Bayard even fancied that Fenton looked at him a little wistfully; and that he spoke with him oftener and lingered longer when they met upon the streets of the sad and tempted town whose redemption both men, each in his own way, desired and sought, with a sincerity which this biography would not intimate was to be found only in the heart of its subject, and hero. For the Reverend George Fenton was no hypocrite, or Pharisee; the prevailing qualities of his class not being of this sort. No one rated him more generously than his heretic classmate; or looked more gently upon the respectable, dreary effort to save the world by an outgrown method, which the conformer dutifully and comfortably sustained.

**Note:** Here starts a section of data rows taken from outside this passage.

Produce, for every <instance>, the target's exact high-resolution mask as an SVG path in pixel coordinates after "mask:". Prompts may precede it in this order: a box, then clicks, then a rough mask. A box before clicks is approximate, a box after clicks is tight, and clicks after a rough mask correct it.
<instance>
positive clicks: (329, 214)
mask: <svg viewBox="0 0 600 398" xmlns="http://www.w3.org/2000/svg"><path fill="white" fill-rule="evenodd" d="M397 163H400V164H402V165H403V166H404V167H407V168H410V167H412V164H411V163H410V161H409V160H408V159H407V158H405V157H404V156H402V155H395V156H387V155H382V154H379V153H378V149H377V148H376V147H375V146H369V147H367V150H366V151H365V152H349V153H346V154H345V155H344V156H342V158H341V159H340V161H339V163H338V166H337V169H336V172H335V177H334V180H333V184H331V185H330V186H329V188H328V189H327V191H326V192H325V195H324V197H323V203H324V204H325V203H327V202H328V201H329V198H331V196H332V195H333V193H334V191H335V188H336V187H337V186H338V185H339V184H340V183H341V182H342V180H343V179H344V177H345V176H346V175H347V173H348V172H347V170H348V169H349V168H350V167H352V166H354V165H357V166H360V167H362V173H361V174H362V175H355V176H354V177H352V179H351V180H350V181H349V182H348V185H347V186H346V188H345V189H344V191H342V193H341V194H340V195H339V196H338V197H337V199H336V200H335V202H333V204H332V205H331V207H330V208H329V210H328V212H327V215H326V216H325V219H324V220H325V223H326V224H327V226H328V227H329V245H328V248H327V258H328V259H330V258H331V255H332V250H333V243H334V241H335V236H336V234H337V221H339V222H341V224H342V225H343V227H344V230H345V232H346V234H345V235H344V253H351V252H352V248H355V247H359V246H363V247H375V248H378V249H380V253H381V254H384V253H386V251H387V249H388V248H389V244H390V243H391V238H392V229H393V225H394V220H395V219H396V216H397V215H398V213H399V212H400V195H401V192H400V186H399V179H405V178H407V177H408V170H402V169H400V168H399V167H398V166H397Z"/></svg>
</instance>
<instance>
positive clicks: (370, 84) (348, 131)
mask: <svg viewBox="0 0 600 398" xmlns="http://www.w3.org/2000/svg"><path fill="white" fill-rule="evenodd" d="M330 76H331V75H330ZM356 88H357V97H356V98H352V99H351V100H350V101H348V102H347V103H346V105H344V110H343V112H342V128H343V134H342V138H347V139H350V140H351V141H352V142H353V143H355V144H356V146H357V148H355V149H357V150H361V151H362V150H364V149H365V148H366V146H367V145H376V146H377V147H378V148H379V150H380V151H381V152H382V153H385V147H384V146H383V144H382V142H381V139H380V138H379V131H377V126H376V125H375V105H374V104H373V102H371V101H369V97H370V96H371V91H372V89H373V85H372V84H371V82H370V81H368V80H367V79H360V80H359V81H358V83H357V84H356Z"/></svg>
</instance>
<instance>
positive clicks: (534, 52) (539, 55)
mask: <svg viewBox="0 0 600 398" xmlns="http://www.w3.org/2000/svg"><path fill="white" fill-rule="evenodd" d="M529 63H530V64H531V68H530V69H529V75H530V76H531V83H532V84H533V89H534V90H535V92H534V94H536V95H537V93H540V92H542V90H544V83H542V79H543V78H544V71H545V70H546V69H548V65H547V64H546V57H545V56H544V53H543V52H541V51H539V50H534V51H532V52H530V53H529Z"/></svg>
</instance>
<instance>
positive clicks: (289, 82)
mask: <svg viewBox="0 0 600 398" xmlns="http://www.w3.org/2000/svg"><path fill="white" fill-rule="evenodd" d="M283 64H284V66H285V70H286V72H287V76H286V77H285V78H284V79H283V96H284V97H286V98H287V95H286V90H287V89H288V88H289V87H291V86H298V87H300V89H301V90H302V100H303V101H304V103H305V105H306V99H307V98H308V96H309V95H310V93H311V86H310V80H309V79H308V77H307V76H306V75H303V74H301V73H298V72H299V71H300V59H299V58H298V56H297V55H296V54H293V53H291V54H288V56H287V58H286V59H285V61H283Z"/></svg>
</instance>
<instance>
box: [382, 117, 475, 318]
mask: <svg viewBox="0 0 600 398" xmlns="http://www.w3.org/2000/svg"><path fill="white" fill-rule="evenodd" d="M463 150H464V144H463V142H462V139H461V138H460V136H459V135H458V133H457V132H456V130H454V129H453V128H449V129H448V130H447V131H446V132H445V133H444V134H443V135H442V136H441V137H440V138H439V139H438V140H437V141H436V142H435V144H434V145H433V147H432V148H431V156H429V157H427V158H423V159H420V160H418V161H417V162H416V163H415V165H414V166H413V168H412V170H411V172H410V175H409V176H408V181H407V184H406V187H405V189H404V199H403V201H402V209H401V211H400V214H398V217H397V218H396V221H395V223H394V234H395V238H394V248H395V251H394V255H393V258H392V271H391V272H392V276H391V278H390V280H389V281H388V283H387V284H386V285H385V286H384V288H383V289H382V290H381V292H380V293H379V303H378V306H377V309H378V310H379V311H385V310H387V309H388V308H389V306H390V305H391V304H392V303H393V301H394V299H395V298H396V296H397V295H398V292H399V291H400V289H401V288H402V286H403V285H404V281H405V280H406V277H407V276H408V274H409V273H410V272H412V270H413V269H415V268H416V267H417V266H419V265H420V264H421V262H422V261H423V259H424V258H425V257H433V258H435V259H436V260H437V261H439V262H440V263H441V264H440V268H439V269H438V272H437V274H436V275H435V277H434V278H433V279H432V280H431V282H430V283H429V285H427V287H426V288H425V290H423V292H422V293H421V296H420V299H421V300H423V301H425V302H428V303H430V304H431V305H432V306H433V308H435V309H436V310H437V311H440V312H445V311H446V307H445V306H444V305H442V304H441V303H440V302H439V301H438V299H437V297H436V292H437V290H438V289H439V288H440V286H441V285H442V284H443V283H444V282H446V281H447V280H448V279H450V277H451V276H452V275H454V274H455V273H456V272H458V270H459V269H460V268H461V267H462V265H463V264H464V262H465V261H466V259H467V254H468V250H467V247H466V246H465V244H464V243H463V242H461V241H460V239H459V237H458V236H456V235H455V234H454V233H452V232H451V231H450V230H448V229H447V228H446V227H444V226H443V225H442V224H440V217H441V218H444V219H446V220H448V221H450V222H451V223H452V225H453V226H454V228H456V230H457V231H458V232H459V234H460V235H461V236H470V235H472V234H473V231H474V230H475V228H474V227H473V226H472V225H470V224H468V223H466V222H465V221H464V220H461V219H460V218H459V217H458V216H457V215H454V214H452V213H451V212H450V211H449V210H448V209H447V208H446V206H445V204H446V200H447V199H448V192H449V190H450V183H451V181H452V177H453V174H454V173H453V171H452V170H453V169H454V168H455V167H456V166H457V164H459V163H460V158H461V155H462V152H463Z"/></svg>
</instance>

“I heard a Boston man call you the Father Taylor of Windover,” one day abruptly said the clergyman to the missionary, upon the post-office steps. “Boston could no farther go, I take it. I hear your audience has outgrown your mission-room. That must be a great encouragement; you must consider it a divine leading,” added Fenton, with the touch of professional slang and jealousy not unnatural to better men than he. “But you must remember that we, too, are following the Master in our way; it’s a pretty old and useful way.”

Then up spoke Captain Hap, who stood at Bayard’s elbow.

“It’s jest about here, Mr. Fenton. You folks set out to foller Him; but our minister, he lives like Him. There’s an almighty difference.”

Another day, Fenton, with his young wife on his arm, came down Angel Alley with the air of a tourist inspecting the points of interest in a new vicinity.